Bem, tudo, tudo, não.
Falta uma armário para a minha casa de banho.
Ligo para o empreiteiro. Ligo para o vendedor. Ligo para o meu sócio e armário de grilo.
Finalmente, liga-me a funcionária do vendedor.
“Menina, o armário não foi entregue porque o encarregado da obra cancelou a entrega. É melhor falar com ele”, atira a senhora, um bocadinho a medo.
Ligo ao homem.
Pois bem, do alto da sua sabedoria, o encarregado da obra mandou suspender a entrega. Pensou que havia um erro na referência do armário. Tinha a certeza que havia engano.

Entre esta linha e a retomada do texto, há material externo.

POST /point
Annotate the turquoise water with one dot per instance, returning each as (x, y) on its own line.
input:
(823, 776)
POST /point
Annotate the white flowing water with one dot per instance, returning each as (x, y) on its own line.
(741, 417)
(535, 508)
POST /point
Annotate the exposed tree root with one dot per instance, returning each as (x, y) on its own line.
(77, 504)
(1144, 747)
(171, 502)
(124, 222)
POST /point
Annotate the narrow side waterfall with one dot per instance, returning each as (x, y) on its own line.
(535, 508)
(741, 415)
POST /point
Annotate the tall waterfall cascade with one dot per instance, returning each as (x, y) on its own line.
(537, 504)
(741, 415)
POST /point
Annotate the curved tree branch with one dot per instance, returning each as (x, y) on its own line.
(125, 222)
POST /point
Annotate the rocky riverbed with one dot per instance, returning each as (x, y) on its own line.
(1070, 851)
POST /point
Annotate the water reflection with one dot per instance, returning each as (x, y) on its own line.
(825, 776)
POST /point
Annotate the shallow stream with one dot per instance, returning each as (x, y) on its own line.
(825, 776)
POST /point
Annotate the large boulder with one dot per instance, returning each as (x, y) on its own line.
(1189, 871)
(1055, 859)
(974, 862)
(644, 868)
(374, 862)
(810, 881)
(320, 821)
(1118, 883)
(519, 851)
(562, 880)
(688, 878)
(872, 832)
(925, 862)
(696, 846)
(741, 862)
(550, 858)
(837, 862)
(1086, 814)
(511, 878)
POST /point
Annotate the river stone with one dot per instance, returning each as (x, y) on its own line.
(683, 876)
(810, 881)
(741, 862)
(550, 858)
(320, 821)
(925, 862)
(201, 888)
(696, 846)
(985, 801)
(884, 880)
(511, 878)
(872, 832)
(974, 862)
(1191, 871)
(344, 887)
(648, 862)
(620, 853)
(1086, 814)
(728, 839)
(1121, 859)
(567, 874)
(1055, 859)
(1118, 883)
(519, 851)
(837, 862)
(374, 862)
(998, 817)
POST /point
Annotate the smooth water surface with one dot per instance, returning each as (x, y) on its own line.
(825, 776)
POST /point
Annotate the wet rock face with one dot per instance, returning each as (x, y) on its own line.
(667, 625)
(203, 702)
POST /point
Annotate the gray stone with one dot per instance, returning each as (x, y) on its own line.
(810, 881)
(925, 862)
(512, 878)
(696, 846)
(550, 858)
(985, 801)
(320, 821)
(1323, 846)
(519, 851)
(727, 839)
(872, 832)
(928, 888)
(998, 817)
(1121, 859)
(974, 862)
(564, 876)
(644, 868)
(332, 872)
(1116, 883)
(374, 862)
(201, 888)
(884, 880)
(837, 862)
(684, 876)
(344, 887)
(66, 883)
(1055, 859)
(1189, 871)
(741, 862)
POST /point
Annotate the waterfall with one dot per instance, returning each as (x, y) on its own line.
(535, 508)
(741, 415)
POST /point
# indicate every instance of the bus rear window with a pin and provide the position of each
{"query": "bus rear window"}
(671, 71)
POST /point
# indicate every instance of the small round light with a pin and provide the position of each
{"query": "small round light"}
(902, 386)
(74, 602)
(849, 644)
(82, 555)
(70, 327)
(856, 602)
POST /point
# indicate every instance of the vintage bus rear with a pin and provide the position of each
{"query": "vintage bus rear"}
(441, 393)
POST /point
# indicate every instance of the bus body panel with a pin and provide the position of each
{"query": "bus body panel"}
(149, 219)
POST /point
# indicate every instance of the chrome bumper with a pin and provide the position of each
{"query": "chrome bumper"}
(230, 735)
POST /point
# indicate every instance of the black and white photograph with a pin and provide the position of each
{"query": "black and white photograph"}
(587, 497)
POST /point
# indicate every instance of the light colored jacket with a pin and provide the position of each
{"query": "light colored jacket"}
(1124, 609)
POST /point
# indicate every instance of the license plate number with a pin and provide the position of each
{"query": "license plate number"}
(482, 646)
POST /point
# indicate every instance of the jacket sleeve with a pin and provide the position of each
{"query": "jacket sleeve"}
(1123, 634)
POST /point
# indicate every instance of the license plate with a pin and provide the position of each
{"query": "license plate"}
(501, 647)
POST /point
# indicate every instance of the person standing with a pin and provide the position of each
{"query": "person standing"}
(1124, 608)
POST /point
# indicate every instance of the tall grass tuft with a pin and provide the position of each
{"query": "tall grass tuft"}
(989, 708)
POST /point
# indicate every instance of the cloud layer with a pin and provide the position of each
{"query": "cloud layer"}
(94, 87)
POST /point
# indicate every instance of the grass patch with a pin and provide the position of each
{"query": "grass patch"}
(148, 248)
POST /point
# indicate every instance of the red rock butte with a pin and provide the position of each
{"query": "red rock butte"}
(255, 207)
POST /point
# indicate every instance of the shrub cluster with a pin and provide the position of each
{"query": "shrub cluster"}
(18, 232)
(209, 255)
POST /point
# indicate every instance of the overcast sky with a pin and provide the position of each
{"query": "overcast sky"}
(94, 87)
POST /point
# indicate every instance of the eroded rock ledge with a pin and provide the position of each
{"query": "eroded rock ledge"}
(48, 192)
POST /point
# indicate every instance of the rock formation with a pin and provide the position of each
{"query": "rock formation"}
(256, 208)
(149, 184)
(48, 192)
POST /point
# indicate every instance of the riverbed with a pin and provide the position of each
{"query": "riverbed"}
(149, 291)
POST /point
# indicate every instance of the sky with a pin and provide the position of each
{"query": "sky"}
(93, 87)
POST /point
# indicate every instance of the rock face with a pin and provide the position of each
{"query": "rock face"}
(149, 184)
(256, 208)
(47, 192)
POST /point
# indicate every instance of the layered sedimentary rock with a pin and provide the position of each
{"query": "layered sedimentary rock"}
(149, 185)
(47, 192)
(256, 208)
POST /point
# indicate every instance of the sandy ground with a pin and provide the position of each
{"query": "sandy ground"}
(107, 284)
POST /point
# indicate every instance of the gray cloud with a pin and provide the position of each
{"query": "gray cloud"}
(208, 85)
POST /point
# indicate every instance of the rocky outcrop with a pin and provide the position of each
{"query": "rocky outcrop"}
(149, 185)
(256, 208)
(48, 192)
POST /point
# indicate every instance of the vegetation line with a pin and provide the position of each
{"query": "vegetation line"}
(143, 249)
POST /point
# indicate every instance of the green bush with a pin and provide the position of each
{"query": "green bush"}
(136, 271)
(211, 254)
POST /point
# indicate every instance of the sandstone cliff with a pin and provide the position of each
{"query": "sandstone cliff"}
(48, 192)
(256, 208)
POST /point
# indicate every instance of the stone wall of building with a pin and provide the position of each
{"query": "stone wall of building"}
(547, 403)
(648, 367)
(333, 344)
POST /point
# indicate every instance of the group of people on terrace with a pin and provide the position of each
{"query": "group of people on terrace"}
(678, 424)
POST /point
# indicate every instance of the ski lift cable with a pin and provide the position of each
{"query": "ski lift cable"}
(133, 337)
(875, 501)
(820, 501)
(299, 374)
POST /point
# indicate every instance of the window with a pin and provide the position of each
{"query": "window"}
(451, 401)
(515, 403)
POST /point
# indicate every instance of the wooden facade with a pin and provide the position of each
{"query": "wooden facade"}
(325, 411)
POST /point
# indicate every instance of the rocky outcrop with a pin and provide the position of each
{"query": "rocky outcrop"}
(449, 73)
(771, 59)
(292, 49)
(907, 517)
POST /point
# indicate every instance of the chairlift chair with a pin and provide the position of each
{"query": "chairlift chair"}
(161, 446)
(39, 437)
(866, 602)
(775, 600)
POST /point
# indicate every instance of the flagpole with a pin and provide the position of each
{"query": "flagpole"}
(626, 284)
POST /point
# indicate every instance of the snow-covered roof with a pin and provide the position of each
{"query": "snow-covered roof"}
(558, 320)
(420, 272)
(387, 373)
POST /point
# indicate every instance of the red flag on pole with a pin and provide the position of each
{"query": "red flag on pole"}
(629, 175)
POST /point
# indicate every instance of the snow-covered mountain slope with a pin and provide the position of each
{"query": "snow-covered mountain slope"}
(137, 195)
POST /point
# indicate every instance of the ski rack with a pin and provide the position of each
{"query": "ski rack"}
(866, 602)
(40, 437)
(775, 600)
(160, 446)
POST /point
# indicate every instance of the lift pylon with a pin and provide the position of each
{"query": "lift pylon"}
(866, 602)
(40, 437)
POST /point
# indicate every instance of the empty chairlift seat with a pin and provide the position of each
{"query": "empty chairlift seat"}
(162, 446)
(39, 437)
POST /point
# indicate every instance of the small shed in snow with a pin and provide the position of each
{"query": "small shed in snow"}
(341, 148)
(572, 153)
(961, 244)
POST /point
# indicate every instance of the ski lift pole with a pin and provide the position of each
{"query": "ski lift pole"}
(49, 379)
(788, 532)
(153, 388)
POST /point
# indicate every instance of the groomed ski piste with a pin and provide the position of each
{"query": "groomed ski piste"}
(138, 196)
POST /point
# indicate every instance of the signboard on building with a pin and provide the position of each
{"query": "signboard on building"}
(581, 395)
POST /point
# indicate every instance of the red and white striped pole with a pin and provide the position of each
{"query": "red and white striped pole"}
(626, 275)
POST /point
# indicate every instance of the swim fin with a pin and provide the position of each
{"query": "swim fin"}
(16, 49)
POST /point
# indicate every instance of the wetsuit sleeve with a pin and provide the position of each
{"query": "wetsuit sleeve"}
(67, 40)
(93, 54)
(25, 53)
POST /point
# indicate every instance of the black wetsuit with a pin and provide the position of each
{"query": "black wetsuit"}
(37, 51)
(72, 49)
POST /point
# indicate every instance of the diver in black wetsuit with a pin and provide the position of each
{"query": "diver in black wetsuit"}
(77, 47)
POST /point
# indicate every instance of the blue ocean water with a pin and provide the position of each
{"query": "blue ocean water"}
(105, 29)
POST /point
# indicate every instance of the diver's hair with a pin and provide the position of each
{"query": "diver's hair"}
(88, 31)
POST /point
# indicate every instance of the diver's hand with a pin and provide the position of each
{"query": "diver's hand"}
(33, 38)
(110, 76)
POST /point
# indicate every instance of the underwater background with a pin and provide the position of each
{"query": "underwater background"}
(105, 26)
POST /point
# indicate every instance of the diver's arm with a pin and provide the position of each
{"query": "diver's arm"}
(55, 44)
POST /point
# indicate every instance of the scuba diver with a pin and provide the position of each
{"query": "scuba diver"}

“Quem é que ía escolher um armário azul e branco para uma casa de banho”, perguntou o homem absolutamente espantado.
Basicamente, achei melhor não dizer mais nadinha.
Telefonei para a loja e re-confirmei a entrega.
E assumo publicamente que comprei um lindo, fabuloso, fora de série, maravilhoso armário azul e branco para a minha casa de banho.
Quanto ao artista do encarregado da minha obra, só me apetece chapar-lhe com o armário na cara.
(Comprei um cor de laranja para a casa de banho das minhas filhas. Embrulha lá, ó encarregado….)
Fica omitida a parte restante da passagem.